OPINIÓN MAPUCHE
Carriqueo apunta a un repaso histórico y a la importancia de que el acuerdo por Villa Mascardi se cumpla
Ante lo que sucede en relación al conflicto de Villa Mascardi, donde se anunció para abril el juicio vinculado a la situación que se vivió en 2022, con el incendio de la propiedad Los Radales y el posterior ataque a un puesto móvil de Gendarmería que derivó en el desalojo de octubre de aquel año, desde la defensa de la lof Lafken Winkul Mapu pusieron el acento en que el acuerdo firmado en junio de 2023, entre referentes mapuches y funcionarios nacionales, debería impedir la acción judicial.
Al respecto, el werken (vocero) de la Coordinadora del Parlamento Mapuche-Tehuelche de Río Negro, Orlando Carriqueo, destacó el valor que, en aquel momento, tuvo la rúbrica de aquel pacto: “Reconocer espacios espirituales, y fundamentalmente el uso de la medicina tradicional mapuche, implica, asimismo, un reconocimiento también al territorio”.
De esa manera, el representante de los pueblos originarios rionegrinos enlazó lo que, para los indígenas, significaba que se aceptara la existencia del rewe de la machi Betiana Colhuan, es decir, un espacio considerado sagrado, con la cuestión vinculada a la posesión comunitaria de tierras.
Pero, como es sabido, el acuerdo no se cristalizó por completo.
Si bien la machi ha vuelto al rewe, no permanece en el lugar porque las rukas (casas mapuches) prometidas nunca se hicieron, como así tampoco se le dio al resto de la comunidad un sitio para que se ubicara, tal como figuraba en lo rubricado.
Ante esa perspectiva, Carriqueo recordó que el Convenio 169 de la Organización Internacional del Trabajo sobre pueblos indígenas y tribales “habla, precisamente, de reivindicaciones territoriales”.
El werken reconoció que aquello no es fácil de llevar a la práctica: “Son procesos que generan tensiones frente al Estado, pero que el propio Estado debe resolver en virtud de la historia”, consideró.
En ese sentido, sostuvo: “En la Patagonia nadie puede desconocer que todos los territorios eran indígenas hasta hace ciento cuarenta y cinco años”.
Como fundamento ante lo dicho, se remitió a la cartografía de aquellos tiempos: “En mapas de la época, se observa que gran parte del norte no estaba incorporado al Estado, igual que la Patagonia”.
A la vez, mencionó el inciso 15 del artículo 67 de la Constitución Nacional de 1853, que establecía que le correspondía al Congreso “proveer a la seguridad de las fronteras; conservar el trato pacífico con los indios, y promover la conversión de ellos al catolicismo”.
Carriqueo afirmó que, justamente, el punto referido al “trato pacífico” no fue respetado. “Ese precepto constitucional se violó”, sostuvo, e indicó: “Para eso utilizaron el argumento de que los araucanos provenían de Chile, que habían invadido esta parte y que el pueblo originario de esta zona era el tehuelche.

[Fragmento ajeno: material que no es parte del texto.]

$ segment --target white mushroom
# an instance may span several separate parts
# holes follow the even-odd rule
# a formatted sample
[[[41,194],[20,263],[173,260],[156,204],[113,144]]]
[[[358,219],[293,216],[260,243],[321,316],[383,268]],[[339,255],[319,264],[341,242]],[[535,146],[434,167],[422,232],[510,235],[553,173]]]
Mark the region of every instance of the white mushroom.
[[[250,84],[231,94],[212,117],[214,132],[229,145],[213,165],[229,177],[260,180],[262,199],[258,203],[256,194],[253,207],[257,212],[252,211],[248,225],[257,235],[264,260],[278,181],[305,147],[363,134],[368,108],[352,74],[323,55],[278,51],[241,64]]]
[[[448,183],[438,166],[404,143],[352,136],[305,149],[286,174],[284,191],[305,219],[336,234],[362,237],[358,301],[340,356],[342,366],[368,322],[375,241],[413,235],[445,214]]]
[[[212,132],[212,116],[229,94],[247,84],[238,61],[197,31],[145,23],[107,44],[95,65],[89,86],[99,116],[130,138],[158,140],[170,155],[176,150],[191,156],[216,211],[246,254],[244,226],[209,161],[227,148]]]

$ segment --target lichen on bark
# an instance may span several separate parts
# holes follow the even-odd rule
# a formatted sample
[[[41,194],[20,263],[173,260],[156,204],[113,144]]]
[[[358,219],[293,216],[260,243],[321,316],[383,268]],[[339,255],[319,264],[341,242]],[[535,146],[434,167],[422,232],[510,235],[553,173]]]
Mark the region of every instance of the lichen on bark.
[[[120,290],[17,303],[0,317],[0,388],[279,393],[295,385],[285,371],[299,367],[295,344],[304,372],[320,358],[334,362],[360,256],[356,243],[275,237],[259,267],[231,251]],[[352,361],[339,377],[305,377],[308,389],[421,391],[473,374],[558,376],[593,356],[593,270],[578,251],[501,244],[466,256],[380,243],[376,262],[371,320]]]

Por supuesto, eso es una gran mentira que el sistema educativo ha sostenido”.
“Al estudiar el genocidio indígena, se están conociendo datos que plantean, en términos arqueológicos, la presencia de habitantes desde hace trece mil años en la meseta de Somuncurá, por ejemplo”, explicó el werken, para luego agregar: “Hay corrales de pesca en la zona del océano Atlántico y, a la misma altura, los mismos en el Pacífico, lo cual da una característica del uso territorial”.
“Al no haber propiedad privada, al no existir fronteras, el uso comunitario y colectivo estaba dado por lo que hacían los pueblos indígenas con el lugar”, manifestó.
“Hipócritamente, cuando se habla de que los mapuches vinieron a matar a los tehuelches, en realidad, quien hizo eso fue el Ejército Argentino”, afirmó Carriqueo, quien también expresó que “en el campo de concentración de Valcheta había tanto gente mapuche como tehuelche”.
“De hecho, en Río Negro las comunidades nos reconocemos mapuche-tehuelches, porque existían lazos en las pautas culturales, en los intercambios de productos y en las relaciones familiares”, concluyó.